Owners of DC have figured out how to earn massive profits and dentists still want to earn the same salary as before, leaving the added costs to be pushed onto patients. Added costs to patients come in the form of trends that already existed in dentistry, but the rise of DC has only made it worse. These trends include dentists aggressively marketing cosmetic procedures like veneers, telling patients that a normal metal filling needs to be replaced with a metal free tooth coloured filling, or a dentist telling you that you have 3 cavities when you have 1 or 2.Many people trust their dentist and are unaware they may be doing this. While there are many reputable dentists, these trends do erode public trust in the dental profession. A 2009 Ipsos Reid poll of Canadians found more people see dentists as businesspeople than doctors.In the US, dental corporations have paid tens of millions of dollars from numerous lawsuits due to overbilling and overtreatment, and Canada is following closely in their footsteps.
Why is it important to expand dental care in the middle of a pandemic and economic crisis?
As 95% of spending on dental care in Canada is private, most people rely on work-related dental insurance to access care rather than the government. This is unstable as they can lose their dental insurance when they retire, leave an abusive relationship where they rely on a partner’s insurance, or become unemployed.
The Covid-19 pandemic and its associated economic crisis has been a prime example of this. Millions of Canadians have lost their employment or are working reduced to no paid hours. A Credit Canada survey conducted in early May found that 66% of respondents say they would, or currently are, experiencing a “severe financial crisis”. This means many Canadians are losing their dental insurance as it is tied to their employment, and people do not have the money to pay for these services out of pocket.
Poor and minority communities will be forced to bear the brunt of the outcomes of an unstable system. It is important to expand dental care in this time because universal programs do not result in this sort of instability, as universal programs provide care based on need rather than ability to pay. In the short term, the federal NDPs plan to provide dental insurance to families making $90k per year or less is needed, but in the long term we need a truly universal system.
Expanding public dental care during a pandemic and economic crisis is not just about expanding access to care, it is also about lowering costs as explained above. Not only would costs go down, the burden of who pays can be shifted onto the wealthy rather than working class Canadians.

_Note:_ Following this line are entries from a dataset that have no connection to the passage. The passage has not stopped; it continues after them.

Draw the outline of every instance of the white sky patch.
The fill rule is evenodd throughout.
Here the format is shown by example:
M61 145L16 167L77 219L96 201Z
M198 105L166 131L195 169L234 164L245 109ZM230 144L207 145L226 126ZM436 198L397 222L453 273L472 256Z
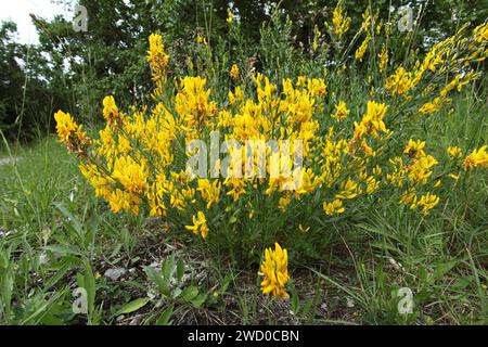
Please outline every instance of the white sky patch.
M0 22L7 20L15 22L17 25L16 41L34 44L39 41L39 38L29 13L48 20L52 20L59 14L65 17L74 16L73 13L60 4L52 3L51 0L0 0Z

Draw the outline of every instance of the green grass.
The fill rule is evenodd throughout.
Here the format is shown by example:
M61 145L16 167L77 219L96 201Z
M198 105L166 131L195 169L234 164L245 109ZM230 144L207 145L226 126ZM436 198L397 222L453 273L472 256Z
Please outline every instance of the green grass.
M460 99L432 119L432 136L415 131L439 157L450 139L486 143L478 106ZM293 298L280 301L260 294L257 265L210 256L160 220L113 215L54 138L13 152L20 159L0 166L2 324L488 323L483 172L462 190L446 187L425 218L385 196L346 226L328 224L319 258L292 259ZM127 272L112 281L104 273L114 268ZM77 287L88 290L88 314L73 312ZM398 313L402 287L413 293L408 316Z

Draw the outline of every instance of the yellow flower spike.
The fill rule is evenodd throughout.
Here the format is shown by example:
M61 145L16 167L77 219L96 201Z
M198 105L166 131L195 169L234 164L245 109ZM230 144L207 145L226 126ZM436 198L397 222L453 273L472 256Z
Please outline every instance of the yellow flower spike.
M362 62L362 59L364 57L365 51L368 50L368 47L371 41L371 36L367 36L364 41L362 41L361 46L356 50L355 57L357 61Z
M427 215L428 211L439 203L439 201L440 198L437 195L427 193L422 195L420 200L411 206L411 208L422 208L422 213Z
M343 7L337 4L333 12L332 23L334 24L334 33L341 40L343 36L349 30L350 18L344 14Z
M377 54L380 73L383 73L388 65L388 50L385 44L382 47L381 53Z
M82 131L82 126L77 125L68 113L59 111L54 115L56 121L56 132L60 142L68 152L76 153L78 157L86 157L92 140Z
M192 217L193 226L184 226L187 230L192 231L194 234L200 233L203 239L208 236L207 219L202 211L197 211L196 216Z
M402 95L408 93L412 88L412 73L407 72L403 67L398 67L394 75L386 79L385 89L391 92L391 95Z
M279 298L290 298L285 285L290 280L288 254L278 243L272 248L266 248L265 260L259 268L259 275L264 277L261 291L265 295L273 295Z
M231 9L227 9L227 24L232 24L234 22L234 14L232 13Z
M342 121L349 116L350 111L347 108L347 105L344 101L339 101L338 104L335 105L335 112L332 115L332 118L337 121Z
M419 158L425 156L424 147L425 141L421 140L413 141L410 139L409 143L404 147L403 154L407 154L409 157Z
M464 158L463 169L465 171L473 170L477 167L488 167L488 153L486 153L487 146L484 145L480 149L474 150Z

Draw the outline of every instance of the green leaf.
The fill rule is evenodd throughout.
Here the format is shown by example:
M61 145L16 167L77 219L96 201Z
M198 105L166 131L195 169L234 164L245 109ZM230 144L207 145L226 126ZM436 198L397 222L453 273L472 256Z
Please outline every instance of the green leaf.
M62 245L50 245L50 246L46 246L44 249L52 252L54 254L59 254L61 256L65 256L65 255L80 256L81 255L81 253L79 253L76 248L62 246Z
M169 292L169 281L166 279L163 279L159 272L154 270L152 267L144 267L144 272L147 274L147 278L157 286L157 290L160 294L165 296L170 296Z
M171 325L171 322L169 321L171 319L171 314L175 307L171 305L169 306L159 317L159 319L156 322L156 325Z
M178 283L181 282L181 280L183 279L184 275L184 262L182 260L178 260L177 264L177 280Z
M202 305L204 305L205 300L207 299L207 295L205 293L200 294L196 298L194 298L193 300L191 300L191 304L196 307L200 308L202 307Z
M127 314L143 308L150 301L149 297L139 298L124 305L115 316Z
M181 293L182 298L188 303L191 303L197 295L198 288L194 285L185 287Z
M292 311L297 314L298 310L300 308L300 304L299 304L299 298L298 295L296 293L293 293L293 297L292 297Z

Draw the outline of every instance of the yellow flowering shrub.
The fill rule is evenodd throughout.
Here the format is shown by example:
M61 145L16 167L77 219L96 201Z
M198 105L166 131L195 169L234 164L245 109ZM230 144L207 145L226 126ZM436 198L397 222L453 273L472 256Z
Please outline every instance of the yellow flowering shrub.
M228 23L233 20L229 11ZM343 38L350 18L341 7L332 22L335 35ZM365 12L360 33L367 36L351 60L363 61L375 44L371 28L382 33L377 15ZM93 140L62 111L54 116L56 130L113 213L160 217L176 231L188 230L209 243L226 240L229 252L251 249L248 255L255 258L256 247L281 242L288 224L294 224L291 216L300 216L296 229L313 237L313 230L301 223L310 218L345 220L348 213L378 202L384 192L426 215L442 201L442 179L488 166L486 145L471 152L449 147L449 157L459 163L442 171L444 163L429 153L428 141L410 139L400 127L406 121L403 110L433 114L449 103L451 93L479 77L474 69L460 68L486 59L487 25L470 36L466 30L435 44L414 66L396 66L389 76L388 62L395 61L382 46L377 68L385 75L375 92L354 101L330 94L333 81L324 76L285 76L278 81L256 73L246 80L235 64L226 73L241 85L227 88L224 100L218 99L215 85L203 76L170 80L170 57L162 36L153 34L146 56L153 103L121 112L114 97L106 97L105 127ZM189 149L192 140L208 147L213 140L275 141L279 151L233 146L227 149L229 166L221 157L207 165L210 153ZM466 151L470 154L463 157ZM187 166L198 155L204 158L198 162L203 177ZM233 160L240 157L246 160ZM255 170L260 160L266 163L262 170ZM303 165L295 165L297 160ZM270 227L270 216L280 222ZM260 274L265 294L288 297L287 250L278 243L274 250L266 249Z

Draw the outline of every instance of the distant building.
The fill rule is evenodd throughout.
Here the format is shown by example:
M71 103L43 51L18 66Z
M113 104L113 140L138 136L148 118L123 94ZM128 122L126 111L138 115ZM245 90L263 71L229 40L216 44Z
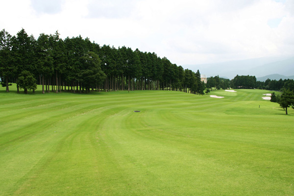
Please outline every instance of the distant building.
M207 78L206 77L206 75L203 75L203 74L201 74L200 77L201 81L203 81L205 84L207 83Z

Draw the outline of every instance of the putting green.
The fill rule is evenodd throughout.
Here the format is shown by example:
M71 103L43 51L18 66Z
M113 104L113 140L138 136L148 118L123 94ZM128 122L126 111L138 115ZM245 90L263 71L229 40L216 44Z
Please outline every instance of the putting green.
M0 195L294 195L294 110L270 92L14 88L0 88Z

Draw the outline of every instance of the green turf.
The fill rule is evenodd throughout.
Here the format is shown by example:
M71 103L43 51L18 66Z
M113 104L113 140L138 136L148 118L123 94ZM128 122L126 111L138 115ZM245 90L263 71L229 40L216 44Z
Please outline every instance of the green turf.
M1 196L294 195L294 110L270 92L15 88L0 88Z

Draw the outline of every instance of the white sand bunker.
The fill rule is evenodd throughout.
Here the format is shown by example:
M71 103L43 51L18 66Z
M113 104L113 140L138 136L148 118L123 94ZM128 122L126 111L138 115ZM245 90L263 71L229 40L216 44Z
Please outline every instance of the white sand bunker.
M219 96L217 96L216 95L211 95L210 97L213 98L224 98L224 97L219 97Z

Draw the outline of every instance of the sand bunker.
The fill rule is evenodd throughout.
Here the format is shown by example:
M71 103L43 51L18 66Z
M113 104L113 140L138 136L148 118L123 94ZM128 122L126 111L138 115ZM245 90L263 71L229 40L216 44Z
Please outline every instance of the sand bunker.
M219 96L217 96L216 95L211 95L210 97L213 98L224 98L224 97L219 97Z

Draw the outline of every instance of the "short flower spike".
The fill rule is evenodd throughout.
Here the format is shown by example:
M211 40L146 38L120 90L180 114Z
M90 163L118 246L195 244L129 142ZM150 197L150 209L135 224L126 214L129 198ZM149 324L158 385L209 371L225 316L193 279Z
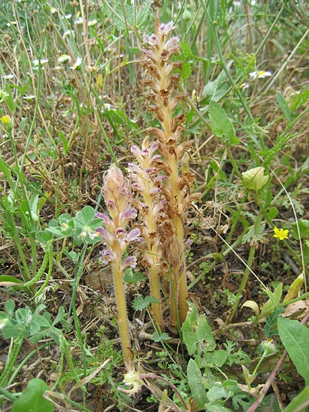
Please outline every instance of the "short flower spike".
M277 227L274 227L273 231L275 234L273 236L274 238L278 238L279 240L284 240L284 239L287 239L288 238L288 230L284 229L278 229Z

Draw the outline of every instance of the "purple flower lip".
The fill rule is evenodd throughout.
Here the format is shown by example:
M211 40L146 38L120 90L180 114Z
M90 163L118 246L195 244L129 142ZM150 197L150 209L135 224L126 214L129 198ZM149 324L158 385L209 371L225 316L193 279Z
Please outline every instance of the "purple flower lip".
M97 218L100 218L100 219L102 219L104 225L108 225L109 226L111 226L112 225L112 222L111 222L111 219L104 213L100 213L100 211L98 211L95 214L95 216Z
M137 214L137 212L135 210L135 209L133 209L133 207L126 208L123 211L123 214L122 216L122 219L134 219L134 218L136 218Z
M124 271L127 268L132 268L134 269L134 268L136 267L136 264L137 259L135 256L130 256L129 258L127 258L126 260L122 263L122 270Z
M116 230L116 238L119 242L122 242L123 240L126 240L127 238L128 233L125 229L123 227L118 227Z
M99 232L103 240L108 244L113 242L113 236L104 227L98 227L97 231Z
M151 46L154 46L158 43L158 38L155 34L151 34L151 36L144 36L144 41Z
M115 260L115 255L111 250L106 249L100 252L101 254L101 260L104 264L111 263Z
M139 236L141 235L141 231L137 227L131 230L126 236L126 242L131 243L132 242L139 240Z
M167 24L164 24L164 23L163 23L159 27L159 34L161 34L161 36L167 36L170 32L172 32L172 30L174 30L174 29L175 28L173 25L174 23L172 21L170 21L170 23L168 23Z

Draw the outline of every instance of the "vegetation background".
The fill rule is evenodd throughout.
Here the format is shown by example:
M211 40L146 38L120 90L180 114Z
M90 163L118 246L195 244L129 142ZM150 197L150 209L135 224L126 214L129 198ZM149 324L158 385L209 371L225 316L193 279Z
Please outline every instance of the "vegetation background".
M306 409L308 13L301 0L0 0L1 410ZM144 376L130 397L95 213L108 166L125 173L157 125L140 65L155 16L181 43L194 306L180 336L154 332L146 277L128 271Z

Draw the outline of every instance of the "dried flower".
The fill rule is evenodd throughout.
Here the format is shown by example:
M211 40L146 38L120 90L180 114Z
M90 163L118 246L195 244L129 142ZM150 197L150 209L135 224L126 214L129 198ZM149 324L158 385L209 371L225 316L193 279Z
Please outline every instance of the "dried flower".
M7 132L10 131L13 128L13 121L8 115L0 117L0 123Z
M273 73L267 70L260 70L260 71L251 71L249 73L249 76L253 79L264 79L266 77L273 76Z
M273 228L273 231L275 234L273 235L274 238L277 238L279 240L284 240L284 239L287 239L288 238L288 229L278 229L277 227Z
M62 54L57 61L58 63L68 63L72 59L71 58L71 57L67 54Z

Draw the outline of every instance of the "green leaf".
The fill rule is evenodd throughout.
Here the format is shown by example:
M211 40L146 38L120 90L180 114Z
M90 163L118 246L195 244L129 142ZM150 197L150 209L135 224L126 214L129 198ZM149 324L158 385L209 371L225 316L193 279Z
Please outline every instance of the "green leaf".
M12 412L54 412L53 404L43 396L49 389L44 380L32 379L26 390L14 402Z
M279 93L279 91L277 91L276 94L277 94L277 102L278 103L278 106L281 108L283 114L284 115L284 116L288 122L288 124L290 124L290 123L291 122L291 118L290 118L290 110L288 108L288 104L287 104L286 101L285 100L284 98L283 97L283 95L282 94L280 94Z
M12 317L14 314L14 310L15 309L15 302L13 299L10 299L4 304L4 308L5 312L10 317Z
M301 273L290 285L288 293L284 299L284 302L288 302L296 297L304 283L304 274Z
M19 279L14 277L14 276L10 276L10 275L1 275L0 282L7 282L10 283L23 283Z
M213 82L209 81L202 91L202 98L209 101L218 102L223 97L227 90L227 76L223 70Z
M225 111L218 103L211 100L209 103L209 121L211 132L218 138L222 138L225 144L232 146L239 143L235 135L233 123L228 118Z
M268 181L269 176L264 174L265 169L262 166L253 168L242 173L244 186L251 190L258 191Z
M132 307L135 310L142 310L151 304L157 304L158 301L153 296L146 296L145 299L142 296L137 296L134 299Z
M139 283L145 279L145 276L141 272L133 272L133 271L126 271L124 280L126 283Z
M299 375L309 385L309 329L298 321L278 318L278 331Z
M197 309L190 305L182 328L183 341L190 355L204 350L211 352L216 347L211 328L204 314L198 316Z
M82 209L80 212L78 211L76 214L76 217L80 217L80 213L81 213L82 220L86 225L89 225L95 216L95 210L93 209L93 207L91 207L91 206L86 206L86 207Z
M196 402L198 407L203 409L208 399L206 396L202 373L193 359L190 359L187 364L187 376L193 399Z
M295 412L295 411L305 411L309 405L309 385L306 386L300 393L285 408L284 412Z

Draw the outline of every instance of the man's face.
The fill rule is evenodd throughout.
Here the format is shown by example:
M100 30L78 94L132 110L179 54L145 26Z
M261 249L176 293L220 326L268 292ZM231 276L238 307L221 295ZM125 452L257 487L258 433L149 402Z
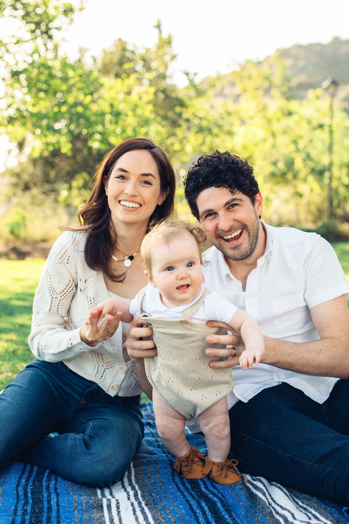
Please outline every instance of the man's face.
M227 188L208 188L199 194L196 204L202 229L223 255L242 260L253 254L263 211L260 193L253 205L242 193L232 195Z

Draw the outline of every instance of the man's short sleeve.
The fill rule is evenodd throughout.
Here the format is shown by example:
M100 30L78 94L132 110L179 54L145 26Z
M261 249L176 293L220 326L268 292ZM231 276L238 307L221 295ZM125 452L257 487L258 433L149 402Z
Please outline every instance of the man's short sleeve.
M212 291L205 300L205 307L208 319L226 324L231 320L238 309L224 297Z
M349 283L334 250L319 237L306 259L304 298L309 309L344 294L349 299Z

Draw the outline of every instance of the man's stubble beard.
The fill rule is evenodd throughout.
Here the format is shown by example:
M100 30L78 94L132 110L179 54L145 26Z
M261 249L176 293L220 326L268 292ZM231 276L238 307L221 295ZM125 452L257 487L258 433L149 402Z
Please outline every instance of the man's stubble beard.
M220 240L220 237L222 236L223 235L220 234L218 236L217 238L216 237L214 241L211 240L211 242L213 244L213 245L217 247L217 248L222 253L224 256L226 256L227 258L230 259L231 260L234 260L237 262L239 260L244 260L249 257L250 257L251 255L253 254L255 250L256 247L257 247L257 242L258 241L258 235L260 231L260 219L256 213L255 210L254 210L254 216L255 218L255 221L253 224L248 227L245 224L240 223L240 225L241 227L243 227L245 232L247 233L247 244L242 252L237 253L236 254L234 254L232 249L234 248L231 248L230 249L226 246L224 244L223 244L222 241ZM226 232L224 232L223 235L229 235L230 233ZM238 248L237 248L237 251L241 249L239 246Z

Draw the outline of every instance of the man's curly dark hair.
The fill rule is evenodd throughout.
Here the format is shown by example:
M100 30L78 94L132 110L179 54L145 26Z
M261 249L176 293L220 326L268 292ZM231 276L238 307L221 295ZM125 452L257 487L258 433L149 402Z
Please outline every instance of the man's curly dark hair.
M183 181L184 195L192 213L199 220L196 205L198 195L208 188L227 188L232 195L241 192L254 205L259 192L253 175L253 168L245 158L221 153L218 149L211 155L203 155L193 165Z

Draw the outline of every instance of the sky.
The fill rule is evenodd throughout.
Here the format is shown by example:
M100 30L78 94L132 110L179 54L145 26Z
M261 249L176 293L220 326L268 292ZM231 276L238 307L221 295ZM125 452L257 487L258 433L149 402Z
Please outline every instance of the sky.
M179 86L186 83L184 70L201 80L295 43L349 39L348 0L88 0L63 49L75 58L80 46L98 56L119 38L150 47L158 18L163 34L173 36Z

What are the problems with targeted or means-tested dental programs, why should dental care be universal, and how can we achieve it?
I would argue that we should strive for the government to provide dental insurance to all Canadians rather than with means-tested dental programs. I see the need for means-tested programs resulting from an inefficient system that is expensive and has left so many behind, whereas a universal program provides the opportunity to confront that inefficient system rather than making minor tweaks around the edges.
Means-tested programs for dental care have had little success politically in Canada. After more than half a century of politicians promoting means-tested dental programs, only 5% of people are covered by government insurance while around 35% of people lack any dental insurance. Means-tested programs are more susceptible to austerity driven funding cuts since there are less likely to be repercussions in the form of public outrage as the cuts would only affect a relatively small, marginalized group. These cuts result in fewer people being covered and programs paying out lower fees, and as a result groups relying on means-tested programs become less of a priority to dentists. As such, many who rely on these programs are underinsured and still face many barriers accessing care.
In contrast, under a universal system dentists are paid the same amount for specific procedures regardless of the patient’s income. This means people would not be discriminated against, and it encourages dentists to set up clinics in communities where there is a need for basic dental care as opposed to being deterred by the socioeconomic status of the individuals within the community.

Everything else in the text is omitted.